Recovery and reuse of alginate in an immobilized algae reactor
Published in Environmental Technology, 2021
Olga Murujew, Rachel Whitton, Matthew Kube, Linhua Fan, Felicity Roddick, Bruce Jefferson, Marc Pidou
Preliminary tests were run to identify the most suitable chemical for bead dissolution. Three sodium salts were investigated: sodium chloride (NaCl), sodium carbonate (Na2CO3) and trisodium citrate (Na3C6H5O7; Na-citrate). These salts were selected because they are readily available and cheap and/or had been previously used to dissolve calcium alginate [8]. Solutions were made up to at least 0.5 M to have excess sodium ions. Algae beads (1 g, 61–67 beads) were added to 25 mL of each of the sodium solutions and magnetically stirred for 20–150 min. In the subsequent experiments, beads (EB and AB) were dissolved by stirring for 1–2 h in 0.5 M Na-citrate solution (Merck, Batch No MC1M610493).
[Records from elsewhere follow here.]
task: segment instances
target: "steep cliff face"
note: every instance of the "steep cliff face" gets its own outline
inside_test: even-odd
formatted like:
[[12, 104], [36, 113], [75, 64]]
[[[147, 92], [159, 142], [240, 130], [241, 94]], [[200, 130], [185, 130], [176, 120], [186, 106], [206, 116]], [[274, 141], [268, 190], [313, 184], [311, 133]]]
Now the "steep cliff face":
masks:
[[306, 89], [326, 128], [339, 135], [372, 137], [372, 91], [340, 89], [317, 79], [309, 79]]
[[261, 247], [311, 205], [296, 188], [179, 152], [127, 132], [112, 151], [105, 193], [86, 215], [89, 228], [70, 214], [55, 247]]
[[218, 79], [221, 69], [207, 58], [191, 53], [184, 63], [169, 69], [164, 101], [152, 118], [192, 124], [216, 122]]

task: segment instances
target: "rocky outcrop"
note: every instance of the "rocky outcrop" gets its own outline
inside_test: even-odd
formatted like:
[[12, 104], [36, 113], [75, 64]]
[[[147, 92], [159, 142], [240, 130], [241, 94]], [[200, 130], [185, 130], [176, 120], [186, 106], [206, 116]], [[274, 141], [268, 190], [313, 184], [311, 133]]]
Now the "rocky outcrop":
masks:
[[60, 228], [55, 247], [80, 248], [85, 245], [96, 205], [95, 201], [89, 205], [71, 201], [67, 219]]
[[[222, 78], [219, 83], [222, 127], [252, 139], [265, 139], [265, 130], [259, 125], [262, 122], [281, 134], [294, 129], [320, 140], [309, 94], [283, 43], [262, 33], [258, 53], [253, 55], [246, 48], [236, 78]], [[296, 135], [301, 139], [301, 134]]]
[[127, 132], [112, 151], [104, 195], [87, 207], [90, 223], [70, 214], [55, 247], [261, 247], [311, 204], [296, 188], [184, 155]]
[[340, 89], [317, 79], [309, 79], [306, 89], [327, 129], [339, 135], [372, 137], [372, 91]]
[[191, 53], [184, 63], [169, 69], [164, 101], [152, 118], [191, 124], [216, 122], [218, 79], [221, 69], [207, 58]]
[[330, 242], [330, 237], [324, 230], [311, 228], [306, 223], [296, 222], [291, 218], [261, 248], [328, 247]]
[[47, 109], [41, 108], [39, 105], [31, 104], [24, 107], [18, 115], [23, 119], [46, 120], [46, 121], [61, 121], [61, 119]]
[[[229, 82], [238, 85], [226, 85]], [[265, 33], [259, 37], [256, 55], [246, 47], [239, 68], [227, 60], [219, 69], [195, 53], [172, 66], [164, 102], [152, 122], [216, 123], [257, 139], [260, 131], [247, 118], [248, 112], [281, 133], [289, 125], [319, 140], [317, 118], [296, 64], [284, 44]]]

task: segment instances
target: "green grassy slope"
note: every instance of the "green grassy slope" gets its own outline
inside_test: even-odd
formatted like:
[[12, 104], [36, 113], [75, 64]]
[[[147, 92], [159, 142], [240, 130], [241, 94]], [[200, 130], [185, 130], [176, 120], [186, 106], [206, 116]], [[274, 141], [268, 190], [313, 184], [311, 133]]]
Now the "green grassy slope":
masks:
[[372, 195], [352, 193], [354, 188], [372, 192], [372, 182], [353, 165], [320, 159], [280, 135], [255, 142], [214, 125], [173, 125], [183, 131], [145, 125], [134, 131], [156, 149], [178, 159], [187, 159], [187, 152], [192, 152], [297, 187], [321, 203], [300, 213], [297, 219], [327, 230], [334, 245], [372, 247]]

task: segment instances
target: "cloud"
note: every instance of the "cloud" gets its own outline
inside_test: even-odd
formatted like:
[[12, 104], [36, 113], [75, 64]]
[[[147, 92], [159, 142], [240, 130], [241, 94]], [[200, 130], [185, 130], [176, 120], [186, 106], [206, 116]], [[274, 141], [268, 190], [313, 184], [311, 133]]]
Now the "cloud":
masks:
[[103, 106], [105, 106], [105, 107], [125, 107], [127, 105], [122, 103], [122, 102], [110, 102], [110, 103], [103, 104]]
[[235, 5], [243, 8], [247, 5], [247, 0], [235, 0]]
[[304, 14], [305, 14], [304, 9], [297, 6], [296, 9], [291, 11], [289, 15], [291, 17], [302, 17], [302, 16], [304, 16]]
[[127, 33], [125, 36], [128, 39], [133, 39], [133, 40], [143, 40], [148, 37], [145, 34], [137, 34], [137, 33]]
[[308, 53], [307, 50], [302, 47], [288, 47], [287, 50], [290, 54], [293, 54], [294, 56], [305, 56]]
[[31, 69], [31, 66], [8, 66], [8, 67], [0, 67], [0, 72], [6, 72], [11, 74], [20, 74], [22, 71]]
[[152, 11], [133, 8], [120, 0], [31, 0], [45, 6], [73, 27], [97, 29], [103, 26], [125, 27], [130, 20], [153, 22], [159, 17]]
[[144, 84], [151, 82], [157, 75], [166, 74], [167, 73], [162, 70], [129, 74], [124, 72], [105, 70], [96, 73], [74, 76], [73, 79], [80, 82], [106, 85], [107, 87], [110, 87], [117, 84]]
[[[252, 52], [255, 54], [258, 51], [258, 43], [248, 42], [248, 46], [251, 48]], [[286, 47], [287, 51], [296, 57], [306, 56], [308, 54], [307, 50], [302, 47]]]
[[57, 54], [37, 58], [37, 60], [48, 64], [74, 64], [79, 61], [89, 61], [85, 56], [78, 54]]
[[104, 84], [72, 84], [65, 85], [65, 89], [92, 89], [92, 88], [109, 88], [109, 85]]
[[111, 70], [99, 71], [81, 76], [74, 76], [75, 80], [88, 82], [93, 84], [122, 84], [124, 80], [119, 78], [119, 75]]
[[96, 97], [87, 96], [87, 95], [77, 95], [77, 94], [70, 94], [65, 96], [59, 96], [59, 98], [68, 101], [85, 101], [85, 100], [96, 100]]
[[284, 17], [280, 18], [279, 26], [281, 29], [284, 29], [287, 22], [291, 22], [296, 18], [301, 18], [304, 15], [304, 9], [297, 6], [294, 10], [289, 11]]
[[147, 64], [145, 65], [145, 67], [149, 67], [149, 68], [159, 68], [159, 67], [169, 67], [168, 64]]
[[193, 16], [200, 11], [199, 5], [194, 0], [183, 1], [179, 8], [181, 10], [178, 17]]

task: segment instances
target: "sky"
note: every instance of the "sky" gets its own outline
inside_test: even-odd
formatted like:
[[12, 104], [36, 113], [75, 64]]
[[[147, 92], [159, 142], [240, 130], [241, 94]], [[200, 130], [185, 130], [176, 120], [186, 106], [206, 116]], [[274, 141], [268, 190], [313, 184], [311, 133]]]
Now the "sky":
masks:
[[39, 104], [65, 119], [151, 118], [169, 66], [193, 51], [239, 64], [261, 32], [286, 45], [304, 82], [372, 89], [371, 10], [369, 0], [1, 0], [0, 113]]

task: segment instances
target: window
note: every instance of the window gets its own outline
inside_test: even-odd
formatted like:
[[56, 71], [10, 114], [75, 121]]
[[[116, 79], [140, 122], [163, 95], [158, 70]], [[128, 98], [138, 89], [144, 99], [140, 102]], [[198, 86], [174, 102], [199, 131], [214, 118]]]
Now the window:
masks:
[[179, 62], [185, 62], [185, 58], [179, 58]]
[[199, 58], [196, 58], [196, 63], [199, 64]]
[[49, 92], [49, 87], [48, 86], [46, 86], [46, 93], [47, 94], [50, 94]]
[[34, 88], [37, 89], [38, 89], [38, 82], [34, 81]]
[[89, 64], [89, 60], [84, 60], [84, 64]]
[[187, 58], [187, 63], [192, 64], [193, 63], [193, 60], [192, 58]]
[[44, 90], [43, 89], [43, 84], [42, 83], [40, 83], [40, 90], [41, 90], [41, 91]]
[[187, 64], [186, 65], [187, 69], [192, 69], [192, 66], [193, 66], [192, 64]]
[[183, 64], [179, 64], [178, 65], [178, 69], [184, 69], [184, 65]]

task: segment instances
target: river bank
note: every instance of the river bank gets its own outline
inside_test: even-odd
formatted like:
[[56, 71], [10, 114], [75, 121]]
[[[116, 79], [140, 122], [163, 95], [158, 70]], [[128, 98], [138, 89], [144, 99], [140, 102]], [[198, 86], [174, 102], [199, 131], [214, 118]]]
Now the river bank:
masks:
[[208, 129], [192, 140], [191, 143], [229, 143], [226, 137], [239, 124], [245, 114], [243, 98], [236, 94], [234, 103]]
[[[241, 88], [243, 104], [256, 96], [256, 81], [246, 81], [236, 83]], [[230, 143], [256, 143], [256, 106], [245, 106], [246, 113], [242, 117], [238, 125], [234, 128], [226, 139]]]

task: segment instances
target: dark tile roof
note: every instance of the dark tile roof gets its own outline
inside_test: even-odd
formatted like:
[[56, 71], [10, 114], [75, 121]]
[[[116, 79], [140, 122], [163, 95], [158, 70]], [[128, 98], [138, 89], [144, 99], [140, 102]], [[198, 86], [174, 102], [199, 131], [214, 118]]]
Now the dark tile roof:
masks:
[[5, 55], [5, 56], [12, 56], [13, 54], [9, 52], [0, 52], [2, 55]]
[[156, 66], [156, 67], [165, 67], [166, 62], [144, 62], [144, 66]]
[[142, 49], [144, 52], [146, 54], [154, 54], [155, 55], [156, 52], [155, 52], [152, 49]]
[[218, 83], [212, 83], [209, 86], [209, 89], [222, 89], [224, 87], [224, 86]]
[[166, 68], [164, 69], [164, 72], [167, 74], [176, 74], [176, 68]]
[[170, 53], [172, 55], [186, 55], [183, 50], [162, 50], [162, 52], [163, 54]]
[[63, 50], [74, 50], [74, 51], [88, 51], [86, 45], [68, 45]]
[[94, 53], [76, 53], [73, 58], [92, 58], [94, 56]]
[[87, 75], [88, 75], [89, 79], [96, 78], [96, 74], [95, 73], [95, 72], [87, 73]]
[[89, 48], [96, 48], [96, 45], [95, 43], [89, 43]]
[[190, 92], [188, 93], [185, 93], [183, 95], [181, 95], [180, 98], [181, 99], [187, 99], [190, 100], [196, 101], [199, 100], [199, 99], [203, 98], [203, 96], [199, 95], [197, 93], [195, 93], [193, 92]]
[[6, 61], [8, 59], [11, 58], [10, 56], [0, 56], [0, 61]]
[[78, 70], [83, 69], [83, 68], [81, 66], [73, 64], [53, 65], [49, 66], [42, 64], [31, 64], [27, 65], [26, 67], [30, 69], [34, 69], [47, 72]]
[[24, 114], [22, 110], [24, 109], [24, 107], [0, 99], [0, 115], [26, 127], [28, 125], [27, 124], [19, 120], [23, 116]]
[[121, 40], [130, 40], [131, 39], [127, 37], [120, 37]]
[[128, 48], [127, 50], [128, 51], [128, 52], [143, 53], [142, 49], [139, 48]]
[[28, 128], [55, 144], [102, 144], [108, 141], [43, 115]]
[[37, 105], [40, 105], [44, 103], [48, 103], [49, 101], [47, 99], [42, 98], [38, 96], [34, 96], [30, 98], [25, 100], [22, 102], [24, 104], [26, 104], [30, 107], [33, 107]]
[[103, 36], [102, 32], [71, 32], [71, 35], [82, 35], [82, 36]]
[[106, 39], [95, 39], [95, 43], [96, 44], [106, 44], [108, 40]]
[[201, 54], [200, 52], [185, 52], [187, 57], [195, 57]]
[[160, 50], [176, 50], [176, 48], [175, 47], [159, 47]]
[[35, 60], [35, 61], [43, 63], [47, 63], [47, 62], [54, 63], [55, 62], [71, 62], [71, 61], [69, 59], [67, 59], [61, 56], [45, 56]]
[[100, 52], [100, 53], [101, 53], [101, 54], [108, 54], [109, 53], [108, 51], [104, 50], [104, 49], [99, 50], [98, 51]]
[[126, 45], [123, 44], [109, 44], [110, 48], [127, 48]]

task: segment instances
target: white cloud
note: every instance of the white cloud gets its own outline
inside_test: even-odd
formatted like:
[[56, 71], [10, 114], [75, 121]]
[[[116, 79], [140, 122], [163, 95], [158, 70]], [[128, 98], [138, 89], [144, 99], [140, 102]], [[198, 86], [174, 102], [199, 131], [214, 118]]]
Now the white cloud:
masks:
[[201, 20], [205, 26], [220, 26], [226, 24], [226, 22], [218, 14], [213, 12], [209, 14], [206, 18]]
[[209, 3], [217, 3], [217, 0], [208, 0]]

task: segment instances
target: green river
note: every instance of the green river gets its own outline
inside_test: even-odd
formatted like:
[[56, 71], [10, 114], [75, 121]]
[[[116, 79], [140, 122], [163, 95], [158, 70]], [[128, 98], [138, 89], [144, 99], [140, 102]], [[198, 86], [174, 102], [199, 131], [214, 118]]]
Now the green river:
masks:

Preliminary tests showed that a ratio of 1:2 Na-citrate:sodium alginate was suitable for dissolution of the beads. Where stated (i.e. supplemented beads), sodium alginate powder was added (equivalent to 1% weight/volume) to the recovered alginate (RA) solutions to overcome the dilution incurred by dissolution. After the dissolution of the algae beads, the algal biomass was separated with vacuum filtration with a 3 µm cellulose acetate filter. However, this proved inefficient with regard to alginate yield in the filtrate. A centrifugation method, detailed below, was subsequently used for the separation of the algal biomass from the alginate for the continuous nutrient removal experiments.